- Born: December 2, 1957 (age 68) Castro Valley, California USA
- Occupation: Government relations

= Paul Mero =

Paul T. Mero (born December 2, 1957), worked in government affairs for Western Governors University (WGU) from 2019 to 2024. He is chairman of the board for Transcend Together, a state-based public policy group focused on lifting all Utahns to prosperity. Prior to WGU, Mero was CEO of Leadership Project for America and, prior to that, was president of the Sutherland Institute (2000–2014), a conservative think tank based in Salt Lake City, Utah.

==Background==
Mero was born in the California Bay Area and grew up outside of Washington, DC in Fairfax County. He attended Brigham Young University from 1980 to 1984, graduating with a BA in public policy. While at BYU, Mero co-founded a conservative campus newspaper, The Western Scholar.

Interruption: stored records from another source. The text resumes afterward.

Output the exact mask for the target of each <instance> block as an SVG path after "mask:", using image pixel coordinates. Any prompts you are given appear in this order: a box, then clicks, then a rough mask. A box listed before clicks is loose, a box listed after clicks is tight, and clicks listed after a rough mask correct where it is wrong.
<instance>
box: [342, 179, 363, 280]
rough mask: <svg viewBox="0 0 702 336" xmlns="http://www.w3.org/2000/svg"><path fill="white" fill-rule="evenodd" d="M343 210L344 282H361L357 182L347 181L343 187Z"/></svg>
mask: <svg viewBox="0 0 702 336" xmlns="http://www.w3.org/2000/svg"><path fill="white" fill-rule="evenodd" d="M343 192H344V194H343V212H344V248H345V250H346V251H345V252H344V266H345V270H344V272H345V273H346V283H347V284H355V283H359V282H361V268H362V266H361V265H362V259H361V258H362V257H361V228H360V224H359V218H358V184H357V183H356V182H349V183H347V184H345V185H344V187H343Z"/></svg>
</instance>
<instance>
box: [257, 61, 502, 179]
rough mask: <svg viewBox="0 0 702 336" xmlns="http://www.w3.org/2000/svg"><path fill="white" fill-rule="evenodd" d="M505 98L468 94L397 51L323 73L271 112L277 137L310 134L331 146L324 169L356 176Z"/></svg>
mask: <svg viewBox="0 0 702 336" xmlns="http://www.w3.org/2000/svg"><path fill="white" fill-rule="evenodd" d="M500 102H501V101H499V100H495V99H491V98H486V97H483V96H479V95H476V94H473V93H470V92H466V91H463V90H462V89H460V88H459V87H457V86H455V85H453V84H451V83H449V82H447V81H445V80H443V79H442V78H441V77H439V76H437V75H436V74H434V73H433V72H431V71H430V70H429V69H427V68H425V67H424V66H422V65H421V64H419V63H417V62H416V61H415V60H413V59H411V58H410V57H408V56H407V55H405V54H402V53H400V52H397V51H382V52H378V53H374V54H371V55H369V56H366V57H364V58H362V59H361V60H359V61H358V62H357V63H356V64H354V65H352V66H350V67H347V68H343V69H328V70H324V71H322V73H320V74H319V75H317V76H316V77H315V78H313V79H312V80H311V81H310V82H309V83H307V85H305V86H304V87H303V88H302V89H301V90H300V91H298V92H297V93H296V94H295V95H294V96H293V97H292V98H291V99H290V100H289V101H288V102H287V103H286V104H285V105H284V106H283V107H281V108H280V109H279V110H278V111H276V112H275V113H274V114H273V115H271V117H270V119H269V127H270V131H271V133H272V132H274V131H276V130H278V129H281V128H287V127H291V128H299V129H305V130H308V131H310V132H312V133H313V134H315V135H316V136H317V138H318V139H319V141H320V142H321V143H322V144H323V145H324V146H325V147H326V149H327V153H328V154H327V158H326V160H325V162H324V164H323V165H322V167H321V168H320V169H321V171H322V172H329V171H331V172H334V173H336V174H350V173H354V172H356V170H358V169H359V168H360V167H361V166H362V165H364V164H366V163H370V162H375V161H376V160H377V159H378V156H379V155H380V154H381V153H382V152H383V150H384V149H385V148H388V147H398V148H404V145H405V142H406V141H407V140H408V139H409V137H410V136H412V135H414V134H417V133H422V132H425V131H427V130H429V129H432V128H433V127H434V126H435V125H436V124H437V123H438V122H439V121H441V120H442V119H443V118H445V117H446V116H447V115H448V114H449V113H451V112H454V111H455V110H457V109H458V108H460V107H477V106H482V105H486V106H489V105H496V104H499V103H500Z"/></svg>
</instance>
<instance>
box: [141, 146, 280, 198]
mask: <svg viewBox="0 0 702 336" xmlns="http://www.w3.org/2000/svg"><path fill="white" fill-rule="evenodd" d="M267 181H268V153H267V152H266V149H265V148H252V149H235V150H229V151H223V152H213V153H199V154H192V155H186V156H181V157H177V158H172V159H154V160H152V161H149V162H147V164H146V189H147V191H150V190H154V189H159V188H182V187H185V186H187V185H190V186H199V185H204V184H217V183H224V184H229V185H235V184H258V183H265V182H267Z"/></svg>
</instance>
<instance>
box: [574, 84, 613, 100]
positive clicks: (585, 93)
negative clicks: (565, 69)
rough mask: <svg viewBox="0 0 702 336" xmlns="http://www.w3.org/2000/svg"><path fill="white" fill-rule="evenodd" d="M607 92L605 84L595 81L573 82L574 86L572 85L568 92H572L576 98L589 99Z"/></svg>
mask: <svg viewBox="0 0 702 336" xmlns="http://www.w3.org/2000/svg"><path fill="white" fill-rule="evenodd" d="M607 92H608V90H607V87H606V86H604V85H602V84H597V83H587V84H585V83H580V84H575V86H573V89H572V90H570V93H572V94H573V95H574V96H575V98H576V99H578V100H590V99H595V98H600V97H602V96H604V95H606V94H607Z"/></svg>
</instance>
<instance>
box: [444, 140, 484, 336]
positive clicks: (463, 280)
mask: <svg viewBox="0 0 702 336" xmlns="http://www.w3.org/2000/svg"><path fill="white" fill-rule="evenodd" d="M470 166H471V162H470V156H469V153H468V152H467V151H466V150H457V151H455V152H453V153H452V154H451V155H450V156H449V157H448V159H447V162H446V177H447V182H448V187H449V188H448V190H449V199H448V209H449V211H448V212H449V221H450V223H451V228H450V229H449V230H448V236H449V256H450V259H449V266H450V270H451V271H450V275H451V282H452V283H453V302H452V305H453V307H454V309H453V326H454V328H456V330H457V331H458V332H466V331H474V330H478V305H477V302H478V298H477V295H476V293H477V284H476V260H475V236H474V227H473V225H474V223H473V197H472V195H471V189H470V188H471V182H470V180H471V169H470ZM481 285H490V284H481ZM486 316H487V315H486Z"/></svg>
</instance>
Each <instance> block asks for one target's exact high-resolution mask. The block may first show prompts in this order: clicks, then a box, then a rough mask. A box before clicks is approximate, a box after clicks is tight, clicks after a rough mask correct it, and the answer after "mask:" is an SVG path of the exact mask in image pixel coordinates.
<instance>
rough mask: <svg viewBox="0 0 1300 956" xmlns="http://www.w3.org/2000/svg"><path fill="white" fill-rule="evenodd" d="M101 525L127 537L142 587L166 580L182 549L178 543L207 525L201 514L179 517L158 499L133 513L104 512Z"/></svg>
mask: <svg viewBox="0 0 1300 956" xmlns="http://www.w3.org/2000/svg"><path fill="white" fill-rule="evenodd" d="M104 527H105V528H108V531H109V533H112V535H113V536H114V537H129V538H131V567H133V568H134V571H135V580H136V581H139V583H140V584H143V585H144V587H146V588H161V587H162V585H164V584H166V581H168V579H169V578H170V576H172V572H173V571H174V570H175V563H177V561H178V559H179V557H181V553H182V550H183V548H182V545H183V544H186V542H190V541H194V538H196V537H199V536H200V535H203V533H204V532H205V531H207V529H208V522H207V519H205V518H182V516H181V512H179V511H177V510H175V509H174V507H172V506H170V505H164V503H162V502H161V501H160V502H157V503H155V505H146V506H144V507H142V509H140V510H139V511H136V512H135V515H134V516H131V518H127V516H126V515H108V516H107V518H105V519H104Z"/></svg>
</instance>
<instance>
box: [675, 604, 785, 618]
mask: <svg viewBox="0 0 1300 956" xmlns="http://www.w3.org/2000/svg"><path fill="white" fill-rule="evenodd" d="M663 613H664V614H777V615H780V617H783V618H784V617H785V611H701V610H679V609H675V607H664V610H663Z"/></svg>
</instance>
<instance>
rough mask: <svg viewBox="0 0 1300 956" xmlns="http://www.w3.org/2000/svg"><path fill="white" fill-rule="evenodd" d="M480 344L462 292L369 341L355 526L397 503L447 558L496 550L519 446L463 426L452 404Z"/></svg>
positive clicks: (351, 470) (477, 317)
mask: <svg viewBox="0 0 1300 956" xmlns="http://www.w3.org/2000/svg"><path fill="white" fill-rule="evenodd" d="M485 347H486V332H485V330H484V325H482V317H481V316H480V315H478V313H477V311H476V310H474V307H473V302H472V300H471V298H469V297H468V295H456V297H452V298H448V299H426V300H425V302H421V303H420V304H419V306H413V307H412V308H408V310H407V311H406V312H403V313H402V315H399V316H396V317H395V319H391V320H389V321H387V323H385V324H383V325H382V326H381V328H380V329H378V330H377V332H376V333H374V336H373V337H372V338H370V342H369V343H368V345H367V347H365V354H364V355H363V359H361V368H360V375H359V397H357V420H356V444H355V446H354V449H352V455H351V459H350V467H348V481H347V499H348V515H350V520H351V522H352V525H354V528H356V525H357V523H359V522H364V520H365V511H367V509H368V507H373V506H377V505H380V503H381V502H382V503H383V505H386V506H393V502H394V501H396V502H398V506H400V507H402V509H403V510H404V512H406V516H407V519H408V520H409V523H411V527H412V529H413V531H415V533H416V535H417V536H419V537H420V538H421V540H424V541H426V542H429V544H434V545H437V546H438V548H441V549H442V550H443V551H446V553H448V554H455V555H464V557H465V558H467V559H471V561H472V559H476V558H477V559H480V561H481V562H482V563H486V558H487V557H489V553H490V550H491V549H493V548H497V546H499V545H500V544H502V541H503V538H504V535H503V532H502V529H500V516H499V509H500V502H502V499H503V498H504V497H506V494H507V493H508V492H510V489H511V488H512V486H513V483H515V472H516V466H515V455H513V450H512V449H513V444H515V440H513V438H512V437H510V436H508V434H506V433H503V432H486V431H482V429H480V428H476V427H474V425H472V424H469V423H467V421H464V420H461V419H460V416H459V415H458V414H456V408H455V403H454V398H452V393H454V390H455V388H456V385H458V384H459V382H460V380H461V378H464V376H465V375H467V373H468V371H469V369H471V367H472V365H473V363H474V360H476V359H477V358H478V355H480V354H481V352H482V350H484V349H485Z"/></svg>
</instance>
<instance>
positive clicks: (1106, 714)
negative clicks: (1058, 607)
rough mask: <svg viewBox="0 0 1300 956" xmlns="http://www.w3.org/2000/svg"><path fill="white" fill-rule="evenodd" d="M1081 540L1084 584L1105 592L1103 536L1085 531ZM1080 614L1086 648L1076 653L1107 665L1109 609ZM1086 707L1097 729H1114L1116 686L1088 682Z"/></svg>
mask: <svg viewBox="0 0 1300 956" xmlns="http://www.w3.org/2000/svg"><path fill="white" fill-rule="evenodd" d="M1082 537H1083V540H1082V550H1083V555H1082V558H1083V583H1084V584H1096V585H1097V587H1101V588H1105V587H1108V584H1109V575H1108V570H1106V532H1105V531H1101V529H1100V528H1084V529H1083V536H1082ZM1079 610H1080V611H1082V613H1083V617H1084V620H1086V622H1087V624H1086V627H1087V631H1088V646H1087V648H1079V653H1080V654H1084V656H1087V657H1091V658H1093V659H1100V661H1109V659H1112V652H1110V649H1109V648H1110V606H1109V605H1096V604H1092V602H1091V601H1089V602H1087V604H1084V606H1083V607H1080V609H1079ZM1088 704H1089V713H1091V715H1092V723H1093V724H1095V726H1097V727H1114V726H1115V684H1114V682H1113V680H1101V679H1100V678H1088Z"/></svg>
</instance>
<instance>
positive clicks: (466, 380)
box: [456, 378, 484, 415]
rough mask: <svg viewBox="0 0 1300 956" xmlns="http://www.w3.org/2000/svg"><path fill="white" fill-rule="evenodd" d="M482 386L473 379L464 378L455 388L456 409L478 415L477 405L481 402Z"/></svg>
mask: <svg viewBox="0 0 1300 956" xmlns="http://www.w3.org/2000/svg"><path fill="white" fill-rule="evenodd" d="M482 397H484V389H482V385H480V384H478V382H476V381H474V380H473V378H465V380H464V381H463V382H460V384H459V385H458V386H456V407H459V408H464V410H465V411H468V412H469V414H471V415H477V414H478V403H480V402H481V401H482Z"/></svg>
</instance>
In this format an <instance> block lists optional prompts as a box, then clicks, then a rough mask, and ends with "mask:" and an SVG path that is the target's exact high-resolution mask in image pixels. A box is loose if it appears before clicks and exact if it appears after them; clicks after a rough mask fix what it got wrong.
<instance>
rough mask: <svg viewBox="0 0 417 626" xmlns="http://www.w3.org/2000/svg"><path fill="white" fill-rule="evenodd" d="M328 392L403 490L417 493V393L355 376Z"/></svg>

From 1987 to 1997, he worked in the United States Congress, serving two different House members from California. From 1987 to 1993, Mero served as press secretary and legislative assistant to California Republican congressman William E. Dannemeyer. From 1993 to 1994, he represented the Christian Action Network on Capitol Hill. From 1994 to 1997, Mero served as counselor and then chief of staff to California Republican congressman Robert K. Dornan.

In 1997, Mero left Capitol Hill to found the nonprofit Projects for America, creating SWAN, a social issues database. Projects for America merged in 1998 with the Howard Center for Family, Religion and Society in Rockford, Illinois. Mero served from 1998 to 2000 as its executive vice-president. In 1999, as part of his duties, he coordinated the meeting of the second World Congress of Families in Geneva, Switzerland.

From December 2000 to August 2014, Mero served as president of Sutherland Institute, a conservative think tank based in Salt Lake City, Utah.

From June 2015 until June 2016, Mero ran the Leadership Project for America. LPA promoted leadership, civility and free markets among public officials and published the Leadership Matrix, scoring all presidential contenders for the 2016 election. (Donald Trump received the lowest score of Republican candidates.)

From 2019 until 2024, Mero worked in government relations for WGU. Mero received his master's degree in management and leadership in 2022.

Mero is married to Sarah Ann Arntson. They have six children and twenty-four grandchildren and live in Eagle Mountain, Utah.